Yes, this is one of the statues outside of the Denver Center for Performing Arts.  While it is very nice and wonderful that visual art is being placed as public art outside of the performing arts center.  I wonder if it would not make more sense to offer some public art that is performance based as well!  What if every theater contacted street performers that did an act relevant to the current show that they were producing?  The theater would ask them to perform in front of the theater the entire time that the house was open until the show began.  Then, as the audience walked into the theater, they would be entertained.  The street performers could continue to work for tips, so they would be attracted to working at that time.  Finally, people might even come to the theater earlier and there would be fewer house holds.  So, for all my friends that might potentially be artistic directors or high up on the management team for a theatre one day, entertain this notion.  It might work in practice.

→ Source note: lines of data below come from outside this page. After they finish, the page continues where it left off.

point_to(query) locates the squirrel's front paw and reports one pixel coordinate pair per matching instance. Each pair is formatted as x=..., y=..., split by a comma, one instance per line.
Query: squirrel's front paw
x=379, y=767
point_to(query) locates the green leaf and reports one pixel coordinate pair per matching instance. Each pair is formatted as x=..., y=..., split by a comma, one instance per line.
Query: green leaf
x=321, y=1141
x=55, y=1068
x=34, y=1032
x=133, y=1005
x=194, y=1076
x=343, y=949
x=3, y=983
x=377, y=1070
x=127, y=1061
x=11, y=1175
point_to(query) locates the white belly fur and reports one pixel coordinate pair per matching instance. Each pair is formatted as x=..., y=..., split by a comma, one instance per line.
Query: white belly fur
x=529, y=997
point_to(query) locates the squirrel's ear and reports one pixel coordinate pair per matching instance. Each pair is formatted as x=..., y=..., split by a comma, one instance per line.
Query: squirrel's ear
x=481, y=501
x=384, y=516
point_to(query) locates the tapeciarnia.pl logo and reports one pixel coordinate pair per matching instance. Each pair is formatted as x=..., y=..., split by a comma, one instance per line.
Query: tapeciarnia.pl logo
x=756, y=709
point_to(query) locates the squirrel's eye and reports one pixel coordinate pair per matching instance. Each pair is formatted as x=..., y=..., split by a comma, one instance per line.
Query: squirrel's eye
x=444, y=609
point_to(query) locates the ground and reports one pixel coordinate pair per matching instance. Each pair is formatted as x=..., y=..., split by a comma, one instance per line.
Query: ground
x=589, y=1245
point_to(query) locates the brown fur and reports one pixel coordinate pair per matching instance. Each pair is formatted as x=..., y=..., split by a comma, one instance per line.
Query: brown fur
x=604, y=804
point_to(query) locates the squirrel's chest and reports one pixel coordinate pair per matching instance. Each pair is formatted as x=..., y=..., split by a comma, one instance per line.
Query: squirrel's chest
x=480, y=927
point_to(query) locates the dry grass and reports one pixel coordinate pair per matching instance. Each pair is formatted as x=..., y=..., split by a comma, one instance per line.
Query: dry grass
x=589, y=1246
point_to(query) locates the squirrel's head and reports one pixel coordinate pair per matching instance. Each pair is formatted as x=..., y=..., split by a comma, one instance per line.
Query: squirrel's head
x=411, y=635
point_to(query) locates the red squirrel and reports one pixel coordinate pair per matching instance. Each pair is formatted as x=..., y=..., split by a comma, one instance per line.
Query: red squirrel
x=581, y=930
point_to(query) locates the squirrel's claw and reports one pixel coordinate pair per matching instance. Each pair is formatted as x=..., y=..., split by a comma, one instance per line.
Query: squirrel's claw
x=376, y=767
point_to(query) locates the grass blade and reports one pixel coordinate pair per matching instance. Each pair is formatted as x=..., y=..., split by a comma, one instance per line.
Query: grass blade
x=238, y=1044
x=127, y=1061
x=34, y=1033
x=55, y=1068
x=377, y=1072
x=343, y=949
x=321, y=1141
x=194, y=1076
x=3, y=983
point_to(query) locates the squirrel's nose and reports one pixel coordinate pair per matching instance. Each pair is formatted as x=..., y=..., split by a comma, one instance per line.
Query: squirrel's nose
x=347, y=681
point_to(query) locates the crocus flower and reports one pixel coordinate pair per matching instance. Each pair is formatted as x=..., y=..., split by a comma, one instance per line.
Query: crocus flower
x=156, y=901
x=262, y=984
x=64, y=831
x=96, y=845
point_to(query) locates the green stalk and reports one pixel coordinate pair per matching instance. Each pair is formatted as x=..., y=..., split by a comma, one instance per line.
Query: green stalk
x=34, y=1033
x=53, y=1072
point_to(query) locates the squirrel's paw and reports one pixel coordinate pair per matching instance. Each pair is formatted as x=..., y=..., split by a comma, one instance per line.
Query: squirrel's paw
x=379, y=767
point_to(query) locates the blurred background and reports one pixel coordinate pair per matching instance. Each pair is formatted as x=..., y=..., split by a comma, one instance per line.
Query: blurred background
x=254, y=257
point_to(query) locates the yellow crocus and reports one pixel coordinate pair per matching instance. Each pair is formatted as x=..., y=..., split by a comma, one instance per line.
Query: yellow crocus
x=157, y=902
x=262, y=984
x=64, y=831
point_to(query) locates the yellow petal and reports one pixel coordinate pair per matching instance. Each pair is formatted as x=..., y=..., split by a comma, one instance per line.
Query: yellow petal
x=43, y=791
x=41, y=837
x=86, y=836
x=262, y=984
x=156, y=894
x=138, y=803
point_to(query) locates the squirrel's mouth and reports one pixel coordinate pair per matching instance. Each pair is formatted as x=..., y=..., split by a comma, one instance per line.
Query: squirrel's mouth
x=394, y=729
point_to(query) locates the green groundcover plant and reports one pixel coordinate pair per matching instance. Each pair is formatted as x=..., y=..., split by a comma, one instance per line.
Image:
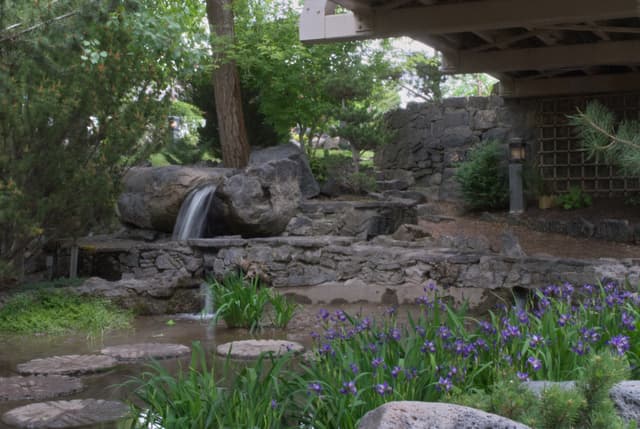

My aunt Phyllis was painting the entire time that I was exploring.  She has some really swanky watercolors:  Respect!

Another exciting thing that happened is that I finally broke down and purchased lunch from one of the lunch carts.  I decided Indian food was a good idea!  It was!  Mostly…Well, yes, mostly.  I ordered my food, and the gentleman in the cart asked me if I wanted it hot.  I said I would like it mid-range spicy.  He said, “Okay!” with what I imagined to be a very sly smile.  I got my food, and I said to myself, “Water!  I don’t need no stinkin’ water!”  I walked to a park, and I sat down and began to eat.  It was spicy!  I enjoyed the first five minutes immensely.  Then, I began to sweat.  Then, my nose began to run.  Then, I was extremely uncomfortable.  I kept eating though because it was so delicious.  Suddenly, a hippie rounded the corner walking his dog.  He looked at me, ran up to me, and said, “Are you all right, man?  You don’t look so good.”  I said, “I’m fine.  It’s just.  The food is really spicy!”  Then, he said that there was a water fountain really close.  “I don’t think it’s working though, man…Oh!  Right by it there is a bathroom though!  You could get water from that!”  I ran over to the water fountain.  After three, long seconds of waiting, it worked!  I gulped down delicious, refreshing water.  I still had a lot of food left, so I sat on the ground right next to the water fountain just in case I needed more.  It was then that I noticed a man dressed in business casual who was eyeing me suspiciously.  He took a Ziploc container out of his bag and promptly dressed a salad, eyeing me like I was no good.  I kept eating.  Then, I would make funny noises like it was super spicy and drink the water.  This business casual gentleman with the salad kept eyeing me like I was up to no good.  I did not understand how I was up to no good, but I made several trips back and forth from my food and the water fountain.  Each time he looked at me more suspiciously until he finished his salad.  He gave me one last look-over, nodded his head in disapproval, and left.  I did not understand as I had shaved and was wearing decent clothing.  My only conclusion was that I was obviously too professional of a puppeteer, and he was disapproving that I was not casual enough like him.

My aunt Phyllis gave me a ride back to Boulder, and I continued to have wonderful performances and success on Pearl Street.  In the evening my uncle Chuck and aunt took me out to dinner, which was a lovely Italian place.  Finally, I hopped on the bus to get to St. Louis.  Bye Denver!

The bus trip was quite uneventful, but once I got to St. Louis, I met Con!  Lovely!  I also was able to perform my first show for the community collabARTive here.  It went quite well.  Tomorrow there will be more shows in the City Park in the afternoon.  More later!  HAPPY DAY!